Section 1.1 in the supplementary material shows that HJ can be
rewritten as a Preconditioned Lasso algorithm that uses the q left
singular vectors with smallest singular values. Huang and Jojic
proposed their algorithm HJ as a technique to avoid selecting highly
correlated proxy variables that could be introduced by certain latent
variable arrangements. They argue that in these cases removing a
small number of high-energy directions of X can be useful (see Section
4 of [4]). Theorem 1 shows that HJ is useful for improving signed
support recovery of Lasso if U_A is properly estimated. Future work will need to investigate theoretically under what practical circumstances this can be expected to be case.

By "unconstrained" spectrum matrices we mean unnormalized spectrum
matrices. That is, the matrices \hat \Sigma_S, \hat \Sigma_{S^c} can
have arbitrary positive elements on the diagonal.

In 5.3 we consider what happens when we replace the orthogonal left
basis U of Eq. (20) with a general Gaussian basis W in Eq. (26). While
a direct comparison of this model with the generative model (20)

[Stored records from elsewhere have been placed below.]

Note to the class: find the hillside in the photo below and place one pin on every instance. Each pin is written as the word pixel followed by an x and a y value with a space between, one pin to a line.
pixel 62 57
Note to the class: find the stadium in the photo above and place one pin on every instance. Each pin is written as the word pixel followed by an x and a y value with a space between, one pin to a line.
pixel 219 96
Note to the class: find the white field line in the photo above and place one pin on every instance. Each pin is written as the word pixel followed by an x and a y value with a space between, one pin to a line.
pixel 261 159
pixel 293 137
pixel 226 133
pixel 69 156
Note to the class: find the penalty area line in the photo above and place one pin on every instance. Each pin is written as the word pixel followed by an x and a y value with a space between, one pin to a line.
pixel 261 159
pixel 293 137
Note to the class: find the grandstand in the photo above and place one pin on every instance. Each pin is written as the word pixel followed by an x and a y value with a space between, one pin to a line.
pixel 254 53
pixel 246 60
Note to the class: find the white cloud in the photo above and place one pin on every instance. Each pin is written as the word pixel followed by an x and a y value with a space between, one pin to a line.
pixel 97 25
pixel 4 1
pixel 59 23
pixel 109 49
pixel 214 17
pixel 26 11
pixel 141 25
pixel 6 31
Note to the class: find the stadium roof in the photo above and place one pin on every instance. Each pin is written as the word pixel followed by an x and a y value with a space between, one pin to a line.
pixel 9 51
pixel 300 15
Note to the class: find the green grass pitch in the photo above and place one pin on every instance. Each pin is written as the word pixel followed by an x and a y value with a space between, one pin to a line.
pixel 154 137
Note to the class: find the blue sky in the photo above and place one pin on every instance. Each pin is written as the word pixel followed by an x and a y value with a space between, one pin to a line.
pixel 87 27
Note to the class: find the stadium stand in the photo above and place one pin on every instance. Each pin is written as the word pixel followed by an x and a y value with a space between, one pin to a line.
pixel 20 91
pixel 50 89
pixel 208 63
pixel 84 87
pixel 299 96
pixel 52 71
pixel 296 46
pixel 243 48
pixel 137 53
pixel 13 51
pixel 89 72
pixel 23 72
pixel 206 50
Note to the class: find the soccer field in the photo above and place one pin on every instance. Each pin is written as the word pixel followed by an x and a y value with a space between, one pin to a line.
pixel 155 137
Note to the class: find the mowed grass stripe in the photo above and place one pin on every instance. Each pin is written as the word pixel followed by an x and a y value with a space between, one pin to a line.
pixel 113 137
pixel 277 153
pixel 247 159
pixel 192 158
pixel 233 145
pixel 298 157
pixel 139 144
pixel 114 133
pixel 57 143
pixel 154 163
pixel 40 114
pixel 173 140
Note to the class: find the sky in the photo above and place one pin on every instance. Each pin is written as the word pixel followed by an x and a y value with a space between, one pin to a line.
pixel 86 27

cannot be made, we show that if the number m of rows in W grows with
the noise variance, the induced ratio of upper and lower penalty
parameter bounds for (26) can be compared with that of the generative
model (20). To do this, we show in the supplementary material (Section
4.4) that if m is large, the columns of W are almost orthogonal
(i.e. (1/m) W' W -> I, see Eqs. (155), (156)) and that for large m,
the inner product (1/m) W' w^m (where w^m is a noise vector) behaves
as a Gaussian vector due to the Central Limit Theorem (see Lemma
3). For both of these limits we need m -> infinity, while n is fixed.